| J!mmy |
| | Era mattina. La luce era incredibilmente calda, e penetrava gli opachi rosoni della Sala dei Teschi dissolvendosi in un meraviglioso caleidoscopio di giallo e arancio. Neppure la soffocante penombra che albergava tra i colonnati o le dozzine di carcasse murate assieme alla calce tra un arazzo e l’altro poterono offuscare una simile bellezza. Tuttavia, sullo scranno stava seduto un uomo duro in volto e plagiato dalla fatica, che si massaggiava con aria stanca una delle tempie che non smetteva di pulsare, e pulsare, e pulsare. Si accarezzò la barba ispida del mento come se riflettesse su di un’importante questione – o fingesse semplicemente di farlo. Dinanzi a lui, a tre scalini di distanza, vi era un secondo uomo attorniato da oltre una dozzina di sentinelle, tutte bene armate e con lo sguardo rigidamente spedito a disperdersi nel vuoto di fronte a loro; per qualche istante, quando la luce del sole scivolò sui loro spallacci e sui loro elmi neri a foggia d’animale, parvero persino tramutarsi improvvisamente in statue di solida pece. L’uomo al cospetto di Duevite parlò, blaterando di come lui e la sua famiglia fossero oramai prossimi alla morte, data la tremenda siccità degli ultimi tempi e l’insufficiente razione di frumento che le autorità dispensavano loro. Erano trascorsi già quasi venti giorni da quando la Nera Regina aveva lasciato il proprio posto sul trono di Fortescuro e il feudo non poteva davvero essere più allo sbaraglio: lamentele, suppliche, carestie, malattie ovunque e un’insignificante quantità di guardie rimaste ad assicurare l’ordine e la sicurezza in città. Gli era stato affidato il controllo e la salvaguardia del regno del meridione in sua assenza, ma più tempo passava e più Nicholas Varry si rendeva conto di quanto poco vi fosse realmente da controllare e di quanto presto non sarebbe rimasto che un mesto ricordo della fantomatica Città Infame. E adesso doveva anche sopportare di ascoltare i piagnistei di quei rifiuti! No, quello del reggente era un ruolo che gli andava dannatamente scomodo.

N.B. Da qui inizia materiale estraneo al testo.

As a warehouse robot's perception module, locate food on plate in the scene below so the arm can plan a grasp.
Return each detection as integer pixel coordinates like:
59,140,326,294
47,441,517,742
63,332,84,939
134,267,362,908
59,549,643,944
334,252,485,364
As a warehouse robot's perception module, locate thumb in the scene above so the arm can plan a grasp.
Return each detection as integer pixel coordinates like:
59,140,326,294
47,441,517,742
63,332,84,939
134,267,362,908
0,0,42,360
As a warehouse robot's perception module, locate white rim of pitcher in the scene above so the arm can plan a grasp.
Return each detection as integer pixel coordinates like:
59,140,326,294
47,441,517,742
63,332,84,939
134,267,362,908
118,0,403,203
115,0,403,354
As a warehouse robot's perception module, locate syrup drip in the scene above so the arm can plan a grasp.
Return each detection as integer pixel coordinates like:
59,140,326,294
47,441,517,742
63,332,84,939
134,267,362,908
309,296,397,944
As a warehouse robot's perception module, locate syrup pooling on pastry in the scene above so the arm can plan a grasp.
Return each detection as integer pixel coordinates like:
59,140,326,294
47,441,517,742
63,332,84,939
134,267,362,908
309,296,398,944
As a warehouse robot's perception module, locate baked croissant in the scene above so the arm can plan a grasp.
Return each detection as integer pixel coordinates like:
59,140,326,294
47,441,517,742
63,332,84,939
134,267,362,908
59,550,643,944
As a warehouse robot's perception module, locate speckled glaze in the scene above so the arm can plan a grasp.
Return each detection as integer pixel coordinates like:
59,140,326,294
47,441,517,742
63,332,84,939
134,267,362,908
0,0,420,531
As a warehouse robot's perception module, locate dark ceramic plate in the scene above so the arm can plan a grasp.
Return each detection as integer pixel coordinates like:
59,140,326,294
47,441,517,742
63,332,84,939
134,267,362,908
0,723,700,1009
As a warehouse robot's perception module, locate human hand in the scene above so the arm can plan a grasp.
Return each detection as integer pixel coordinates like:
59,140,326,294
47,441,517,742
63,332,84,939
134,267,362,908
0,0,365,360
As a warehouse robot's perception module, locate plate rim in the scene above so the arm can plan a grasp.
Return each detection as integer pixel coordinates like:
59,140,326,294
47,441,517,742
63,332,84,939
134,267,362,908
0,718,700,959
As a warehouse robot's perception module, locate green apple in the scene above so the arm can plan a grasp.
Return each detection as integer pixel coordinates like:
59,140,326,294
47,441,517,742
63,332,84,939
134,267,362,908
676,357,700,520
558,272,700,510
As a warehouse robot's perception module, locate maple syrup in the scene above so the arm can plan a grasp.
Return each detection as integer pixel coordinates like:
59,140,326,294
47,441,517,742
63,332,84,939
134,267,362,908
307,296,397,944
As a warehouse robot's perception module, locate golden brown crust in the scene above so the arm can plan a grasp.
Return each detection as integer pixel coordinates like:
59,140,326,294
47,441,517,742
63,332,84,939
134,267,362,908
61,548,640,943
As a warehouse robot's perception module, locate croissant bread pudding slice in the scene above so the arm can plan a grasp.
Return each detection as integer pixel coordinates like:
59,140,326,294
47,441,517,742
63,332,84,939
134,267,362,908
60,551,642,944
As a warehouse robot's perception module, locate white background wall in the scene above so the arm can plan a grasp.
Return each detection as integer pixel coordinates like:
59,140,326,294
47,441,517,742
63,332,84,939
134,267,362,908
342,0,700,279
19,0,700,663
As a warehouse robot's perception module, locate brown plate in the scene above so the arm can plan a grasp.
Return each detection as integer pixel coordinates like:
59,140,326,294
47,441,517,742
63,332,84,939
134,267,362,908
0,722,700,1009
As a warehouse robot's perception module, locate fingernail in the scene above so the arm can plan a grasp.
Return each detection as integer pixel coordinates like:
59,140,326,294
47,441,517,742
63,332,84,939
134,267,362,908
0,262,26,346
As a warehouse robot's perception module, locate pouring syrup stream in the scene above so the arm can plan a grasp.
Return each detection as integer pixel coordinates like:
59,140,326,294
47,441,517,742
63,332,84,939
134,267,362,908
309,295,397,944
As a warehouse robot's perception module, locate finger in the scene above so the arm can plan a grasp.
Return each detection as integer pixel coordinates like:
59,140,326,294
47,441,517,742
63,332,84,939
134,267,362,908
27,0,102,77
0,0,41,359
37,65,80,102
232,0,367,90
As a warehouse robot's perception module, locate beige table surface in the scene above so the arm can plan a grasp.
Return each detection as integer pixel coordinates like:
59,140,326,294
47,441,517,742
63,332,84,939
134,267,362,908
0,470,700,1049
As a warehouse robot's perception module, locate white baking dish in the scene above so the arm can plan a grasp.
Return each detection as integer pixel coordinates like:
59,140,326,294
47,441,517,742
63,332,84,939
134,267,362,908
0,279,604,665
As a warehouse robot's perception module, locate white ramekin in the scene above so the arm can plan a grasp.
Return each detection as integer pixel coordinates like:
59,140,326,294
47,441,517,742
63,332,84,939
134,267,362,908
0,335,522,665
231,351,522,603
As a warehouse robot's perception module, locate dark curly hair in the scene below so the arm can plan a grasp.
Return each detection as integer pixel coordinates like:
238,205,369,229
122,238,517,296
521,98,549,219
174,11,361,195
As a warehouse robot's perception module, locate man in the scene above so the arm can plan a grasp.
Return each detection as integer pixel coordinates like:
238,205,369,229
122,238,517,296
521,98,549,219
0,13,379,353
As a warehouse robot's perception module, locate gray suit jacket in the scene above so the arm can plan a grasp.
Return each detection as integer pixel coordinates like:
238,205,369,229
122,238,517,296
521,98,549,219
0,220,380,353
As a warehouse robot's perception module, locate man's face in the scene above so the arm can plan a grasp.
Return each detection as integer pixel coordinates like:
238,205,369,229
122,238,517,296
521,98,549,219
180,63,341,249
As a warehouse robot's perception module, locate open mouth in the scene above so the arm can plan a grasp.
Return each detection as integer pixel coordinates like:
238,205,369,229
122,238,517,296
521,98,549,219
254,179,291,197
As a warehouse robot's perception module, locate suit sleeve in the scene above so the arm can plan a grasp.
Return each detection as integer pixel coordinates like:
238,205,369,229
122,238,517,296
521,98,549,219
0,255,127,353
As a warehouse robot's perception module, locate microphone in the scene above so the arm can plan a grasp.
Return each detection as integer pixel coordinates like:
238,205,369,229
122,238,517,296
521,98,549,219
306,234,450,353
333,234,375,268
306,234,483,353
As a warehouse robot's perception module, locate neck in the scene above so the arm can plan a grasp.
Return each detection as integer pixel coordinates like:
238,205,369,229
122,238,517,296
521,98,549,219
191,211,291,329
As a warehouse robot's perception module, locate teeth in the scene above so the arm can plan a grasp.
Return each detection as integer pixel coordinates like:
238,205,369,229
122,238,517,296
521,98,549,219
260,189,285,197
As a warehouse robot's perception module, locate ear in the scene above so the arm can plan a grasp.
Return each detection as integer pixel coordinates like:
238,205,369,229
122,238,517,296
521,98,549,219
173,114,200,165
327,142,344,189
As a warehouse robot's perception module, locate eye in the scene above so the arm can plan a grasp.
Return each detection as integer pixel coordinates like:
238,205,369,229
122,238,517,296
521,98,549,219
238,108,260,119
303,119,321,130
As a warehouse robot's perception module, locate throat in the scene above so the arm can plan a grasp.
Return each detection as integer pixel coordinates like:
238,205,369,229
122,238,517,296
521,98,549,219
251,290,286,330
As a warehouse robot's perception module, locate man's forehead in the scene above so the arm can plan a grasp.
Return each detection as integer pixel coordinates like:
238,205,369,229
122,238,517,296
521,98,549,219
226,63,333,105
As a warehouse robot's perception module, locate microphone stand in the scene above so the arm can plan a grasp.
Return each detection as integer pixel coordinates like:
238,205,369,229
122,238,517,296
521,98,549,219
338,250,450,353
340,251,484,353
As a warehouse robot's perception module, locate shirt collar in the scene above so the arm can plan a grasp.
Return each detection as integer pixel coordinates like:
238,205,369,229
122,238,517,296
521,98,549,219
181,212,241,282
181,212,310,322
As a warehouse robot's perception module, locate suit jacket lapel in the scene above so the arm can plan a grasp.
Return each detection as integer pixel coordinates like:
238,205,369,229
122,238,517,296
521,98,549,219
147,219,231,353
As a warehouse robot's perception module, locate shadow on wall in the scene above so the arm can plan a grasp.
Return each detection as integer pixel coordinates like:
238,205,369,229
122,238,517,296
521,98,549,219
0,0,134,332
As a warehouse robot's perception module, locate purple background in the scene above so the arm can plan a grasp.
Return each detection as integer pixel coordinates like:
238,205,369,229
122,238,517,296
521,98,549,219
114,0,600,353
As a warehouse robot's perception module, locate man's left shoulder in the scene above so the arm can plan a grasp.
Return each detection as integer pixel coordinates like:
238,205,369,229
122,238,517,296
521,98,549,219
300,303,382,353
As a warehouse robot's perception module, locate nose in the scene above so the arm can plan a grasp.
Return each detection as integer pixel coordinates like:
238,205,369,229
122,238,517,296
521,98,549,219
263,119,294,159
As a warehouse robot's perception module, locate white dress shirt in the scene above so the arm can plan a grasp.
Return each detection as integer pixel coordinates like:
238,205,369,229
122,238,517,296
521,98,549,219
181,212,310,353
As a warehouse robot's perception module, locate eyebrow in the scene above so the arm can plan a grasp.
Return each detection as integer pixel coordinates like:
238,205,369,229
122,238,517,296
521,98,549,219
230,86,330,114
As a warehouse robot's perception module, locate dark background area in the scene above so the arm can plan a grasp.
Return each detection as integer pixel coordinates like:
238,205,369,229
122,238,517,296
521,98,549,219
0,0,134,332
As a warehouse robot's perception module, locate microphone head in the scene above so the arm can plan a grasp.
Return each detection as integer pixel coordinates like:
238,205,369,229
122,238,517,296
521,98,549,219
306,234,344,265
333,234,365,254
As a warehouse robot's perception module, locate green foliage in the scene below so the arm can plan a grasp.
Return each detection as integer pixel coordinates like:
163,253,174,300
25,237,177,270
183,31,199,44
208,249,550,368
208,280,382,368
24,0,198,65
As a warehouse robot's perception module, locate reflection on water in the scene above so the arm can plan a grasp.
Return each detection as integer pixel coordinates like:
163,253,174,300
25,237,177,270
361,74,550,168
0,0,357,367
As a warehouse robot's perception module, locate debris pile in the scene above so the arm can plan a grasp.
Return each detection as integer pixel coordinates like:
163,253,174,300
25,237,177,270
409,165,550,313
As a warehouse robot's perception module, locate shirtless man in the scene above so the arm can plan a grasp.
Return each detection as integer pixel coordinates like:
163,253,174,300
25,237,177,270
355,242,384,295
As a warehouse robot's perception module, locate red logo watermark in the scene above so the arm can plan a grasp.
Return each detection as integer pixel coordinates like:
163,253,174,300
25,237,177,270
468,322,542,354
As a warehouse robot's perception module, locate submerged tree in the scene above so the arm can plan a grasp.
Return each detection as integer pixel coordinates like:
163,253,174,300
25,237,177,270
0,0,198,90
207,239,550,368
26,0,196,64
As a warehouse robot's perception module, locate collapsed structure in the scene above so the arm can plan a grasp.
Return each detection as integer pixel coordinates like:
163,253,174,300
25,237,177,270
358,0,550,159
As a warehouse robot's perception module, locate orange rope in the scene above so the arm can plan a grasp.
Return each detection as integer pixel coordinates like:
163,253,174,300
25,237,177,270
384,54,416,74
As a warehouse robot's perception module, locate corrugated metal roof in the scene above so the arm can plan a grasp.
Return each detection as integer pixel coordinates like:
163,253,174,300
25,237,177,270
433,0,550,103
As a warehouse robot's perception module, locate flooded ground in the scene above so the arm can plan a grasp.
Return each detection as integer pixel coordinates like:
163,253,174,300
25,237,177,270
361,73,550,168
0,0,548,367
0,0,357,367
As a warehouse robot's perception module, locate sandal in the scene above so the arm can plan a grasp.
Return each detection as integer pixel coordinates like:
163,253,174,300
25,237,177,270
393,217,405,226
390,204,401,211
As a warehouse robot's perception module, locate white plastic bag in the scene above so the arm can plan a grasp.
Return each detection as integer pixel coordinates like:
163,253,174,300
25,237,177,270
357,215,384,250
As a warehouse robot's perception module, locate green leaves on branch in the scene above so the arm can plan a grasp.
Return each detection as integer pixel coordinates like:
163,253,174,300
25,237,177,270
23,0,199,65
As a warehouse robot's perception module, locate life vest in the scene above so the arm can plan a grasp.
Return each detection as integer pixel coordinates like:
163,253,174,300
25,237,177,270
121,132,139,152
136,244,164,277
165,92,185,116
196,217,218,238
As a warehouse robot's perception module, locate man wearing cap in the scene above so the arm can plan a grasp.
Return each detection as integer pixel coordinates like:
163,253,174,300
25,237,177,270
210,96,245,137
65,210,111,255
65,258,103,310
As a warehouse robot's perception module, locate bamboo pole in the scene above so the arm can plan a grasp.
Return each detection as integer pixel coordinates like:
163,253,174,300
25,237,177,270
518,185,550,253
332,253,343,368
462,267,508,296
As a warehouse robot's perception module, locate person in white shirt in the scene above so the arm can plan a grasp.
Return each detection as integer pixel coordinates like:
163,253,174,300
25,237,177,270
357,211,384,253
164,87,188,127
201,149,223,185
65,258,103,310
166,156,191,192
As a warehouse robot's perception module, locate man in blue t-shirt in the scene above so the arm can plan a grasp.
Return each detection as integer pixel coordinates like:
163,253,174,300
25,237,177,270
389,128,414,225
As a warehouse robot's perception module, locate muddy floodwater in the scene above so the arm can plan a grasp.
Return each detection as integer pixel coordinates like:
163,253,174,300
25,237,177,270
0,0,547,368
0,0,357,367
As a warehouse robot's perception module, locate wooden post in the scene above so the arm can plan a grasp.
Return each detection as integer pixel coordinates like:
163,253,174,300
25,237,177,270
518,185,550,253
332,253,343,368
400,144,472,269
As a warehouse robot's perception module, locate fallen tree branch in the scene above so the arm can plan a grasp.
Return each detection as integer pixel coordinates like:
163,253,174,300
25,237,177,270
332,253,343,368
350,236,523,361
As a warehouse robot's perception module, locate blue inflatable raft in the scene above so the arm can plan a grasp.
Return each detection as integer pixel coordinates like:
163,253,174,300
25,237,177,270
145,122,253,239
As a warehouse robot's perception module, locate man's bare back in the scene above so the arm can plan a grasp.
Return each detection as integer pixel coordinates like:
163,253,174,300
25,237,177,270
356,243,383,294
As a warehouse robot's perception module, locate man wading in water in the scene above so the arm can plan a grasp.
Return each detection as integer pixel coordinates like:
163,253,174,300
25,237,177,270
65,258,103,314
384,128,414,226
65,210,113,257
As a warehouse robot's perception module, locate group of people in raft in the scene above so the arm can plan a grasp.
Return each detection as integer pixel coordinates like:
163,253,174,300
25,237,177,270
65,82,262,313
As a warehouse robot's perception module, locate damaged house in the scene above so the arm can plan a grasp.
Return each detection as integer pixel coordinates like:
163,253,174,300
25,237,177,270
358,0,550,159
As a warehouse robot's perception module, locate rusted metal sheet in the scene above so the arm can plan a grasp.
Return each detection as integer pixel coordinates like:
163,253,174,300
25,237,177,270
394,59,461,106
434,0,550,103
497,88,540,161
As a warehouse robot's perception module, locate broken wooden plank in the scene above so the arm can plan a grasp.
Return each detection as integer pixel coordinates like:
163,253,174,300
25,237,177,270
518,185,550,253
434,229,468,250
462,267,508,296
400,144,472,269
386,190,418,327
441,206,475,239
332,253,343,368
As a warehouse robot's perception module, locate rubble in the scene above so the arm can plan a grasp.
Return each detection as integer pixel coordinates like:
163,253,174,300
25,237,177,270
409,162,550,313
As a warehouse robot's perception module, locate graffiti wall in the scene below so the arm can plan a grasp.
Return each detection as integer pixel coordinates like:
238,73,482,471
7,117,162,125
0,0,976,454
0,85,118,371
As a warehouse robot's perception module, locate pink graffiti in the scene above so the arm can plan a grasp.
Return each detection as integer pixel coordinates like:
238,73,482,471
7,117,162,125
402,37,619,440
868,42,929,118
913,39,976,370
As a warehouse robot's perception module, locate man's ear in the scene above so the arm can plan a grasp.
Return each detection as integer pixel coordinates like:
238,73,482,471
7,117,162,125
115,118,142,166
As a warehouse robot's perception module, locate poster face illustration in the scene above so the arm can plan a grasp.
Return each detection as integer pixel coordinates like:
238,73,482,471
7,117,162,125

« E sia, dirò ai miei uomini di raddoppiare la vostra razione di frumento per una settimana. Ora va'. » Il Lord Assassino, quel dì, pareva incredibilmente provato dalla stanchezza. Indossava vesti color d’ottone, con un morbido farsetto di cuoio a sovrastare una camicetta in lino bianco e dai ricami elaborati; al fianco destro del podio la Mietitrice dimorava silenziosa.
« Cos... ? Oh... oh, grazie infinite mio lord! » replicò incredulo l’uomo, trattenendo lacrime di gioia « Che il Sovrano vi benedica! » Ma ignorava che nella subdola trappola che era la vita, nessuno dava nulla per nulla, neanche il più misericordioso dei sovrani, neanche il suo di Sovrano. Duevite agitò lentamente indice e medio, e una delle sentinelle gli si apprestò solerte: portava una rozza celata a forma di cervo e dagli occhi di questa colavano due lunghe scalfitture arrugginite, simili a lacrime di sangue. Il lord si strofinò nuovamente i peli del pizzetto, arricciando il naso e corrugando la fronte. Quindi avvicinò la bocca all’orecchio del soldato.
« Portate lui e il figlio fuori dalla città e impiccateli: basterà a tenere lontani i corvi per un po' dai nostri campi » sussurrò. « Risparmiate la moglie, invece. Lei la voglio in una casa dei giochi; varrà più da puttana che da morta. » No, la carica di sostituto non faceva affatto al caso suo.
“Dove sei finita, mia regina?” Nel frattempo, da qualche parte nel deserto...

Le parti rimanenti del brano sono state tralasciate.